Before business school, I spent four years as an analyst at UBS private wealth management. I did everything from daily trading to performance reviews to investment research for one of the largest teams of advisors on the west coast. As wealth management professionals, my team was constantly worried about disruption from robo-advisors. These sleek technology platforms were supposedly able to advise clients the same way we did at a much lower cost. However, I was never allowed to explore some of these platforms like Robinhood or Wealthfront as federal regulations required me to hold my money at UBS. Now that I’m out of the industry, I decided to take an honest look at these digital trading platforms to see where they offer advantages or disadvantages to traditional financial advisors. In terms of robo-advisors, I will be focusing on Robinhood which is more of a pure trading platform, and Wealthfront which is meant to provide more holistic long-term investing.

Trading

I decided to use Robinhood in my trading analysis as it seems to be one of the most popular online brokerage platforms. Depending on the account level, Robinhood users can freely and instantly trade stocks and ETFs. Users can also enable margin investing with allows them to borrow funds to lever up the risk and hopefully return of their portfolios. With this addition of margin, Robinhood account holders can also buy and sell options contracts. Robinhood also allows for trading before settlement which means users don’t have to wait for funds to actually be delivered before using those funds to purchase other assets. Finally, some Cryptocurrencies can be purchased on Robinhood’s platform which at present is not allowed at traditional brokerage firms like UBS.

However, there are some major drawbacks to using a robo-advisor for trading. Robinhood as an example does not support the purchase of mutual funds or bonds. Additionally, short selling is not allowed on its platform. For a more sophisticated investor, not being able to purchase bonds or mutual funds is a dealbreaker as these products allow for better cash flow and overall hedging. While other platforms like Wealthfront allow for exposure to mutual funds and bonds, investors on these platforms don’t have the freedom to trade individual stocks and options.

With a traditional advisor, clients can purchase and sell most stocks, ETFs, mutual funds, and bonds. There may be some funding and paperwork requirements for margin and options trading, but these are easily resolved. When it comes to trading, a traditional advisor is going to allow for more freedom than most robo-advisors.

Costs

There’s no doubt that where robo-advisors truly separate themselves from traditional advisors is in costs. Robinhood offers completely free trades with no account fee for their regular brokerage accounts. The Robinhood Gold account, which allows for margin capabilities, costs a flat 5 dollars a month which is still a very low amount. Wealthfront uses an advisory fee model and only charges a 0.25% annual fee.

In comparison, fees for traditional advisors can vary widely but will never be as low as those of robo-advisors. In my experience, the minimum commission on brokerage account trades at UBS was $100. For fee-based accounts, we usually charged a little under 1%, but I frequently saw other advisors with fees up to 2–3%.

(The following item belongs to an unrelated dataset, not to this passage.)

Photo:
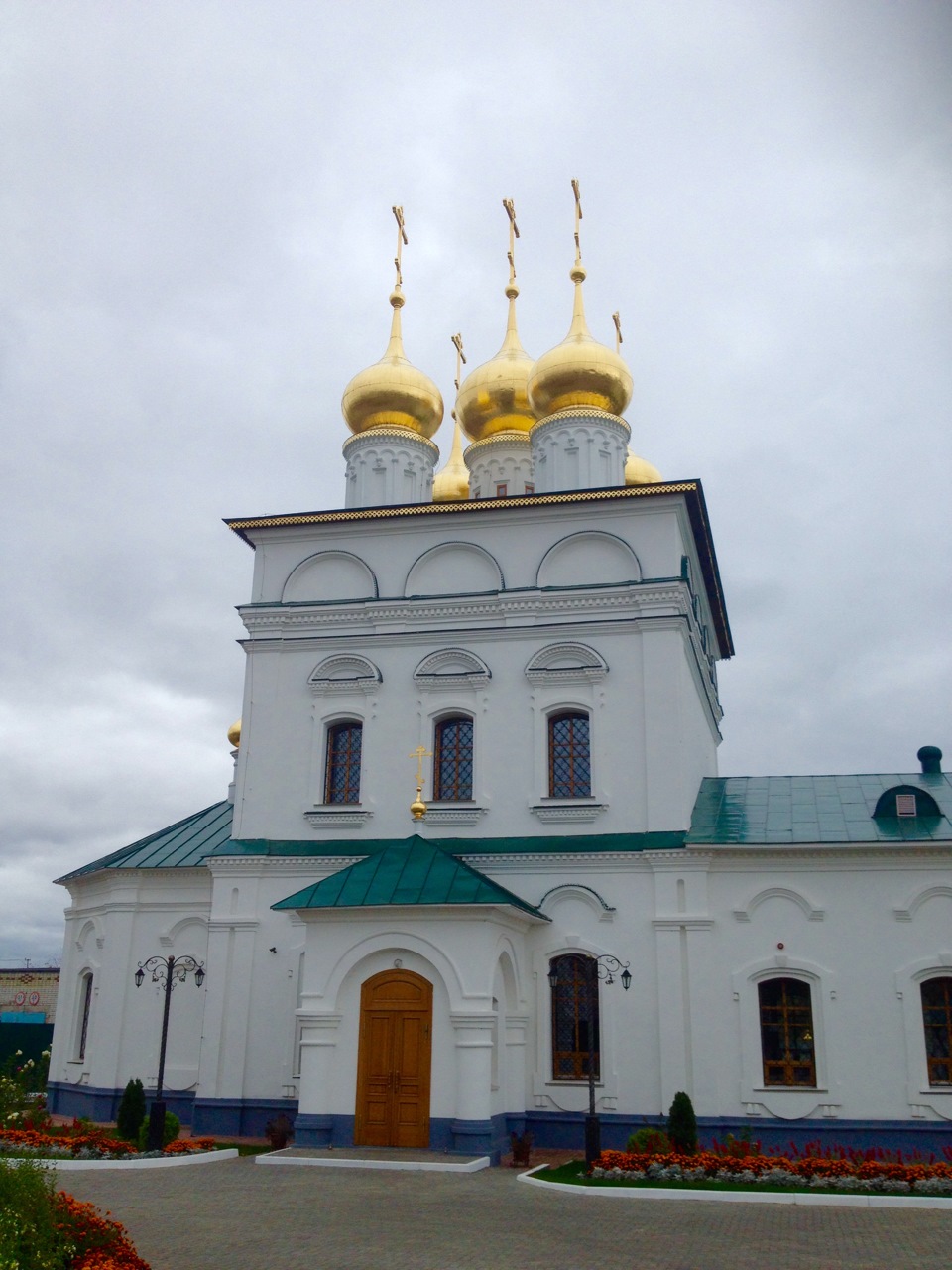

Market and Portfolio Research

Robo-advisors generally offer minimal investment and portfolio research. You can see how your investments have performed in dollar and percentage terms, and you can track the performance of public stocks and indices. However, this is generally the extent of research and tracking that is provided on a robo-advisors platform. In contrast, as a wealth management analyst, I created reports that showed how each individual portfolio asset performed relative to its own unique benchmark. I would meet with fund managers to learn exactly what assets were held in that fund and hear what those managers were seeing in the markets. I had access to extensive equity research reports on many but not all public companies. I would consistently provide this information in an easily digestible manner for my clients. These are just a few examples of the more extensive research services a traditional investor can provide compared to a digital advisor.

While there are other comparisons to be made between these competitors, I think this gives an adequate overview of the tradeoffs between using a robo-advisor vs a traditional advisor like UBS. Robo-advisors give you simple and easy-to-use trading and investing options at low costs. Traditional advisors will give you better research and review as well as more investing and trading options overall. This will come with a significantly higher cost that may eat into your returns overall. Personally, considering my age, I’m comfortable investing in mostly stocks and ETFs for the foreseeable future. I have no current cash needs and am mostly concerned with generating the highest return possible. For these reasons, I think a low-cost option like Robinhood or Wealthfront is what I will use to invest going forward.